We verify the properties from Definition 1.1.2 of metric spaces. To do so, we will make use of Definition 5.4.5 of absolute value and the related Proposition 4.3.3, both from Analysis I.

1.

For any $x\in R$ we have $$d(x,x)=|x-x|=\left|0\right|=0$$

by the definition of absolute value.

2.

(Positivity) Let $x,y\in R$ such that $x\ne y$. By trichotomy of order, we either have $x-y>0$ or $x-y<0$. In the former case, $|x-y|=x-y>0$ by hypothesis.
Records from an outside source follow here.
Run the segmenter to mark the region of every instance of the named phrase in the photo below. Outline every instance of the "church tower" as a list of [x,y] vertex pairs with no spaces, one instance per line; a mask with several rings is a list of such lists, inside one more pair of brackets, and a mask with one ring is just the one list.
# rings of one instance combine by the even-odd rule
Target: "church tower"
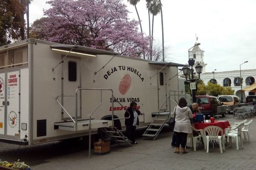
[[205,72],[205,67],[207,65],[203,61],[204,52],[204,51],[200,49],[198,46],[194,46],[193,49],[189,52],[189,58],[193,58],[195,60],[195,65],[193,66],[193,67],[194,68],[198,64],[201,65],[203,66],[202,73]]

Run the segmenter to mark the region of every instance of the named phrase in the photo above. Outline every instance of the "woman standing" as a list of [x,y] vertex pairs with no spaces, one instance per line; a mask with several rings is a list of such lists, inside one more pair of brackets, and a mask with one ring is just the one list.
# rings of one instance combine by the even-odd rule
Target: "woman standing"
[[187,134],[191,133],[191,124],[190,118],[193,118],[192,112],[184,98],[181,98],[179,104],[175,108],[175,125],[173,131],[176,135],[176,149],[174,153],[180,153],[180,145],[181,145],[181,153],[187,154],[185,147]]
[[128,139],[132,141],[132,143],[138,144],[135,141],[135,131],[137,125],[139,126],[139,117],[140,112],[136,108],[137,103],[132,102],[130,104],[130,107],[124,113],[125,118],[125,124],[126,126],[126,135]]

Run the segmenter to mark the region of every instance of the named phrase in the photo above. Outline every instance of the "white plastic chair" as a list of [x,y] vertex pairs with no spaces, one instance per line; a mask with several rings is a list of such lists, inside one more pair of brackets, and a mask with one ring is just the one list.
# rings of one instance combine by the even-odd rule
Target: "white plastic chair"
[[[242,128],[242,132],[244,134],[244,136],[245,136],[245,140],[246,140],[246,134],[247,134],[247,136],[248,137],[248,140],[249,143],[251,143],[251,139],[250,138],[250,135],[249,134],[249,129],[250,125],[252,122],[252,120],[251,120],[248,123],[245,123],[245,124],[244,125],[244,127]],[[237,131],[236,130],[235,133],[237,133]]]
[[[232,138],[235,139],[236,150],[239,149],[239,144],[241,144],[242,148],[244,148],[243,141],[242,141],[242,128],[244,123],[240,124],[237,126],[230,126],[225,129],[225,136],[229,137],[229,144],[232,146]],[[236,132],[235,131],[237,131]]]
[[[220,136],[219,135],[219,133],[220,133]],[[207,127],[203,129],[203,135],[206,138],[206,152],[209,153],[209,142],[210,140],[219,140],[221,153],[222,153],[223,147],[223,150],[225,150],[223,130],[221,128],[215,126]]]
[[[201,140],[201,138],[202,137],[203,140],[203,129],[197,130],[195,129],[193,126],[191,126],[191,130],[192,131],[192,133],[190,133],[187,134],[187,137],[189,138],[189,143],[191,143],[191,147],[193,147],[194,148],[194,151],[195,151],[197,150],[196,149],[196,145],[197,145],[197,141],[199,139],[199,141]],[[194,136],[193,135],[193,131],[196,132],[199,132],[199,134],[198,136]],[[201,142],[201,141],[200,141]],[[191,144],[192,143],[192,144]],[[205,144],[204,141],[203,144]],[[204,146],[205,149],[205,145]]]
[[230,126],[236,127],[241,124],[245,124],[245,122],[246,122],[247,121],[247,119],[245,119],[244,120],[243,120],[242,122],[235,122],[234,123],[234,124],[231,125]]

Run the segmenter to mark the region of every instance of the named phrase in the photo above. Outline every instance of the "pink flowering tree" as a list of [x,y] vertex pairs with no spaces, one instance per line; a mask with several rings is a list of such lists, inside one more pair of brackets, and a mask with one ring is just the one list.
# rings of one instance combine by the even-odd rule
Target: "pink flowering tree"
[[[121,0],[52,0],[44,11],[43,26],[32,26],[32,33],[44,40],[78,44],[140,57],[149,52],[149,37],[138,31],[139,22],[130,21]],[[36,28],[33,28],[36,27]]]

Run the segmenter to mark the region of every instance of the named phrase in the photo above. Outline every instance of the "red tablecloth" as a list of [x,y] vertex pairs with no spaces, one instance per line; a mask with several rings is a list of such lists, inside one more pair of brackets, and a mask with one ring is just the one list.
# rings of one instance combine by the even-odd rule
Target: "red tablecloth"
[[225,129],[230,126],[228,121],[217,120],[214,120],[214,123],[196,123],[194,124],[194,125],[195,128],[197,130],[203,129],[205,128],[210,126],[216,126],[222,129],[224,133],[225,133]]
In the latter case, $|x-y|=-(x-y)$ and the latter is positive by Proposition 5.4.4.

3.

(Symmetry) Let $x,y\in R$. By Proposition 5.3.11 (Laws of algebra), we have $$d(x,y)=|x-y|=\{\begin{array}{cc}x-y,\hfill & x-y>0\hfill \\ 0,\hfill & x-y=0\hfill \\ -(x-y),\hfill & x-y<0\hfill \end{array}=\{\begin{array}{cc}-(y-x),\hfill & y-x<0\hfill \\ 0,\hfill & y-x=0\hfill \\ y-x,\hfill & y-x>0\hfill \end{array}=|y-x|=d(y,x).$$

4.

(Triangle inequality) Let $x,y,z\in R$. Triangle inequality for the metric $d$ can be easily deduced from the triangle inequality for the absolute value: $$d(x,z)=|x-z|=\left|(x-y)+(y-z)\right|\le \left|(x-y)\right|+\left|(y-z)\right|=d(x,y)+d(y,z).$$

(Triangle inequality for absolute value can be easily verified case-by-case:

$$|a+b|=\{\begin{array}{cc}a+b,\hfill & a+b\ge 0\hfill \\ -a+(-b),\hfill & a+b<0\hfill \end{array}\le \{\begin{array}{cc}\left|a\right|+\left|b\right|,\hfill & a+b\ge 0\hfill \\ \left|a\right|+\left|b\right|,\hfill & a+b<0\hfill \end{array}=\left|a\right|+\left|b\right|$$

since $-x,x\le \left|x\right|$ for any $x\in R$.)